Installation und Wartung
Die Installation einer Solarthermie-Anlage ist eine Aufgabe für qualifizierte Fachbetriebe. Sie beginnt mit einer detaillierten Planung, die die Ausrichtung und Neigung des Daches, den Wärmebedarf des Haushalts sowie die Dimensionierung der Kollektoren und des Speichers berücksichtigt. Die Montage der Kollektoren erfolgt in der Regel auf dem Dach, wobei eine optimale Ausrichtung nach Süden mit einem Neigungswinkel, der je nach Anwendungszweck variiert, angestrebt wird.
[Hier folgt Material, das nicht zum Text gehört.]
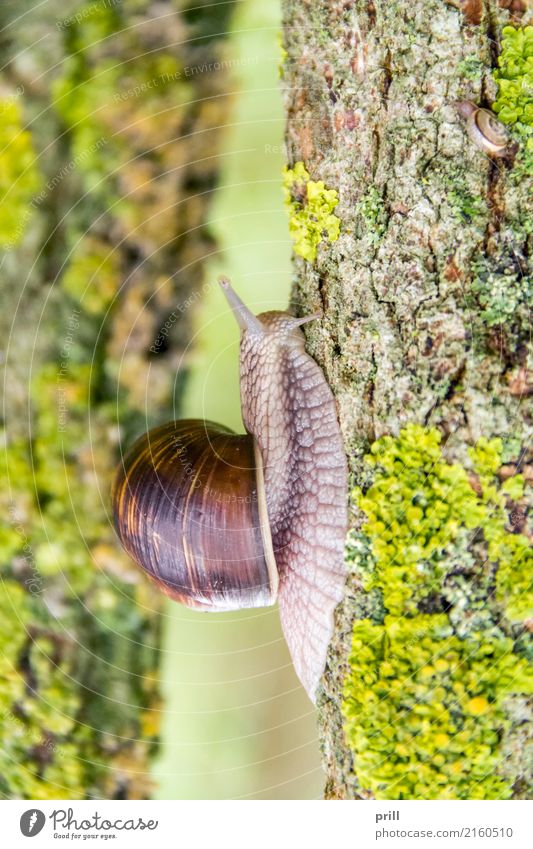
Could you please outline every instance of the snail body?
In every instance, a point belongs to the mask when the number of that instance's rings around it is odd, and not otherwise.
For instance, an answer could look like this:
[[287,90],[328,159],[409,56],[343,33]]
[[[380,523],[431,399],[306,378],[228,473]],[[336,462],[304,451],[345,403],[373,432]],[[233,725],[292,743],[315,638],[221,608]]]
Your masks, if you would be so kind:
[[335,401],[300,329],[318,316],[255,316],[221,285],[241,328],[246,433],[189,419],[141,436],[117,471],[115,527],[177,601],[232,610],[277,600],[314,701],[344,591],[348,521]]
[[512,150],[511,136],[505,124],[489,109],[475,106],[468,100],[456,104],[456,109],[466,120],[466,132],[474,144],[488,156],[507,156]]

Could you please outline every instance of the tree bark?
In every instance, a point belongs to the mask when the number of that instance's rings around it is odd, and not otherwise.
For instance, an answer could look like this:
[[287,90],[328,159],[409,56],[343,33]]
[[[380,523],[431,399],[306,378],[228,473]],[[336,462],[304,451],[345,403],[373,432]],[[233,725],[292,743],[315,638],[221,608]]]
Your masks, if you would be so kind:
[[231,6],[8,6],[0,794],[146,798],[161,601],[119,550],[109,491],[120,443],[179,402]]
[[[321,327],[309,325],[308,349],[335,393],[355,484],[350,576],[319,703],[326,796],[522,798],[531,787],[529,685],[517,679],[531,575],[524,585],[517,475],[531,480],[531,181],[516,128],[510,153],[490,158],[456,103],[490,108],[502,29],[530,24],[531,9],[496,0],[283,6],[291,214],[305,213],[308,201],[306,178],[294,177],[303,163],[309,180],[338,192],[340,220],[339,237],[323,231],[314,260],[295,256],[294,301],[302,313],[323,309]],[[492,465],[479,457],[487,444]],[[377,464],[369,465],[372,449]],[[464,485],[464,510],[450,475]],[[417,505],[417,492],[435,492],[445,478],[438,504]],[[396,548],[393,496],[403,508]],[[423,545],[418,557],[413,545]],[[357,639],[363,633],[372,657]],[[501,649],[514,685],[500,692],[497,682],[468,683],[481,662],[472,641],[488,646],[487,669],[500,683]],[[436,666],[442,648],[455,671]],[[402,656],[418,651],[420,662],[399,672]],[[486,722],[479,738],[476,722]]]

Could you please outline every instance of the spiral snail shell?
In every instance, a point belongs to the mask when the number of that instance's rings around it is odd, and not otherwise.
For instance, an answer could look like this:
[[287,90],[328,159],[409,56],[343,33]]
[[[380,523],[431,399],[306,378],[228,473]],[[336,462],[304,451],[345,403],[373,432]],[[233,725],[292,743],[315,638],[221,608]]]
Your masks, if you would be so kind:
[[122,545],[171,598],[200,610],[279,603],[314,701],[346,580],[347,466],[335,401],[305,351],[318,316],[256,316],[227,280],[241,329],[245,434],[169,422],[127,451],[113,487]]
[[468,100],[456,103],[459,115],[466,119],[466,131],[477,147],[488,156],[507,156],[511,150],[511,136],[493,112],[475,106]]

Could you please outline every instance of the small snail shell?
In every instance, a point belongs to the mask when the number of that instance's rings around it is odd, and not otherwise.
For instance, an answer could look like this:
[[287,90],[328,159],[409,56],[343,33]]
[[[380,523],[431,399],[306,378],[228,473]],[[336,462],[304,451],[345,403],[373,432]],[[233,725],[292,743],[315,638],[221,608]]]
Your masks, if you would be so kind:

Anschließend werden die Rohrleitungen für die Solarflüssigkeit verlegt, der Wärmespeicher installiert und das System an die bestehende Heizungs- und Warmwasseranlage angeschlossen. Eine korrekte Verrohrung, Isolierung und Befüllung mit der Solarflüssigkeit sind entscheidend für die Effizienz und Langlebigkeit der Anlage. Zum Abschluss wird die Regelung in Betrieb genommen und das System auf Dichtheit und Funktion geprüft.
Der Wartungsaufwand einer Solarthermie-Anlage ist vergleichsweise gering. Es wird empfohlen, in regelmäßigen Abständen, meist alle zwei bis vier Jahre, eine Sichtprüfung durchzuführen und den Frostschutz sowie den Druck der Solarflüssigkeit zu überprüfen. Gegebenenfalls muss Solarflüssigkeit nachgefüllt werden oder bei starker Verschmutzung der Kollektoren eine Reinigung erfolgen. Die Lebensdauer der Solarflüssigkeit beträgt in der Regel mehrere Jahre, bevor sie ausgetauscht werden sollte. Durch diese einfachen Maßnahmen kann eine lange und störungsfreie Funktion der Anlage gewährleistet werden.
Fazit
Solarthermie-Anlagen stellen eine zukunftsweisende und nachhaltige Lösung dar, um einen erheblichen Teil des Wärmeenergiebedarfs in Wohngebäuden und darüber hinaus zu decken. Sie bieten nicht nur eine effektive Möglichkeit zur Reduzierung von Energiekosten und zur Steigerung der Unabhängigkeit von fossilen Brennstoffen, sondern leisten auch einen wertvollen Beitrag zum Umwelt- und Klimaschutz. Durch ihre lange Lebensdauer, den geringen Wartungsaufwand und die vielfältigen Fördermöglichkeiten sind Solarthermie-Systeme eine attraktive Investition in eine nachhaltige Zukunft. Es lohnt sich, diese Technologie genauer zu prüfen und sich von Fachleuten beraten zu lassen, um die passende Lösung für die individuellen Bedürfnisse zu finden.